(一社)極真会館 田畑 道場 KYOKUSHIN KARATE UNION TABATA DOJO

(一社)極真会館 田畑 道場 KYOKUSHIN KARATE UNION TABATA DOJO

1979年4月に18歳で極真会館創始者の大山倍逹総裁の内弟子に入寮し、以来40年間、カラテ一筋で歩むことができました。
カラテ修業40年を節目として、大山総裁に教えて頂いたこと、習ったこと、学んだことを皆様にお伝えしたいと思います。

2024年2月 ブラジルセミナーにて

 

 空手は確かに強い。この五体がすべて武器と変じ、いままで可能と思われなかった奇襲戦的な力を発現させる武術である。だからこそ、私もほかの闘技者をことごとく倒し、牛の角を折ることができたのだ。しかし、強さだけが、空手のすべてではない。

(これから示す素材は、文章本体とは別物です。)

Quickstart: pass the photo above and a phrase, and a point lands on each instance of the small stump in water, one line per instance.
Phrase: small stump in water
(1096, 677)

 空手の技としての強さは、無限に奥行きの深い雄大なものの、わずか一部にすぎない。空手の強烈な威力は、その奥底に無限の力をもつ氷山の一角であり、私が真に知ってもらいたいのは、底にかくれた無限大のひろがりなのである。

 私がアメリカや海外に、空手を普及して歩いていると、

「禅とはなにか」ということをよく聞かれる。

「禅とは空手である。空手こそ禅である」

 私はこう答える。すると彼らは聞き返す。

「禅は難しくて、とうてい理解できない。東洋人以外にはついてゆけない世界だ」

 私は即座に相手の考えを打ち消す。

「禅はそのように至難なものではない。考え方によっては、万人に行うことのできるやさしい道なのだ。あなたでも、私でも、いますぐここで行えることが禅なのだ」

「いますぐここで? どうすればいいのか」

「立って誠心誠意をこめ、精神を統一し、空手の技を行ってみなさい。自分もなく、相手もなく、敵も味方もない、勝敗もないという境地まで、精神の統一がもしできたら、あなたはりっぱに禅を修めし得たのです。

 さらに私はつづける。

「ものを食べるときでも、相手と話をするときでも、あるいは筆をとるときでも、ハンマーを握って仕事するときでも、相手と話をするときでも、あるいは筆をとるときでも、ハンマーを握って仕事するときでも、心を澄まし、精神を統一しきって、そのものになりきってごらんなさい。そこにこそ、禅が生きてくるのです。」

 これが禅の心であり、また空手の精神でもあるのだ。